A plan to save failing charter schools | Arkansas Blog

Friday, May 1, 2015

A plan to save failing charter schools

Posted By on Fri, May 1, 2015 at 1:08 PM

click to enlarge markhenry.jpg
Could we get enough money to hire Dr. Mark Henry away from the Houston-area Cyrpress Fairbanks school district to take over in Little Rock? What's not to like about his recent blog post (hat tip to Diane Ravitch).

He was responding to the cookie cutter Texas legislation inspired by the Billionaire Boys Club legislation machine  (Walton Family Foundation a charter member) to turn over "failing" public schools to charter school operators. The Walton lobby — with support from Gov. Asa Hutchinson and their former legislative enabler, Johnny Key, who's now education commissioner — tried to create a similar program in Arkansas. But the legislation failed after an enormous outcry.

Henry writes, in a satirical vein:

Under proposed Senate Bills 669 and 895 and House Bill 1536, the Texas Opportunity School District would swoop in to properly educate and save the students attending “failing” public schools.

These bills are proposed to help heal those public schools with a 10-year minimum contract with a charter school Band-Aid, but with no guarantee for solving the student performance problem. The bills also provide a method for increasing the number of charter schools without having to follow the authorization process established in Senate Bill 2. As a matter of fact, SB 895 validates the quality of a charter school by asking the charter operator, “Is your charter a good one?” Talk about rigor!

I have an even better prescription that Texas should try. In my solution, Cypress-Fairbanks ISD will create “The Cypress-Fairbanks ISD Opportunity School District” to take over and manage failing charter schools.

Around 8.2 percent of public school campuses are classified as failing, but nearly 17 percent of charter schools are designated as failing. In fact, within three years of being included on the low-performing list, only seven out of approximately 8,500 traditional public schools are still designated as failing. If you are mathematically inclined, less than one-tenth of 1 percent of all Texas public school campuses are rated IR or AU for more than three years.
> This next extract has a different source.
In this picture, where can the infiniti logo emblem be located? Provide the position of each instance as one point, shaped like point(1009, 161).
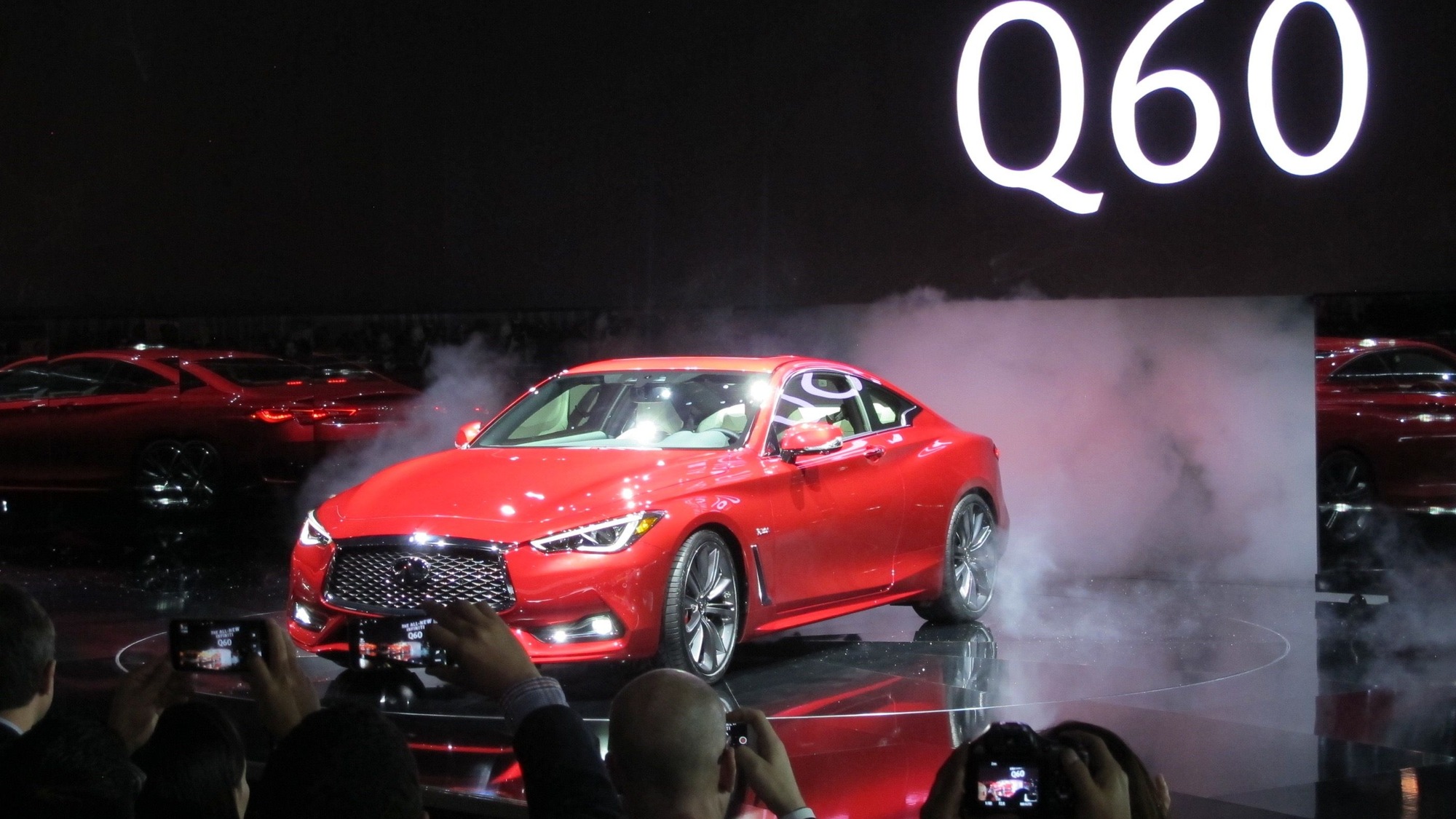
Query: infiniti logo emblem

It seems that public schools are doing a great job of addressing low-performing schools without the added bureaucracy of another state agency. But there does appear to be a need to help charter schools, when nearly 1 in 5 are considered failing.

CFISD is recognized as one of the most effective school districts in the state when considering academic achievement and financial efficiency. We don’t pick and choose our students; we educate all students within our borders. The principles we practice should be quite useful in assisting the great number of failing charter schools. We feel that with more funding, less regulation and our processes, we can give thousands of students trapped in failing charter schools hope for a better tomorrow.

The proliferation of failing charter schools is the “civil rights issue of the 21st Century.” CFISD sees an opportunity to rescue these students and generate additional dollars to help offset the current underfunding (less operation funding than charters) that we receive. It is a win-win! Students at the failing charter school will benefit by receiving a quality education and CFISD students will benefit with more funding.

We are excited about the opportunity to teach so many charter school operators how to run an efficient and effective public school—our prescription meets every child’s needs!

Although this article is satirical, hundreds of public school districts have proven they are capable of rehabilitating low-performing campuses—a much more effective solution than an entirely unnecessary new state bureaucracy.

I'm reminded of the Arkansas Education Department. Its charter review committee almost never meets a charter school it doesn't like, particularly if it proposes to skim students from the Little Rock School District. Poor performing charters? It rarely meets one. Just the other day, not long after the state had taken over Little Rock for low test scores in six of its 48 schools, it recommended continuation of a Little Rock charter school whose scores have NEVER reached tje proficiency standard in seven years of operation. And you wonder why John Walker insists a double standard exists for Little Rock. Maybe that school could get some help from LRSD.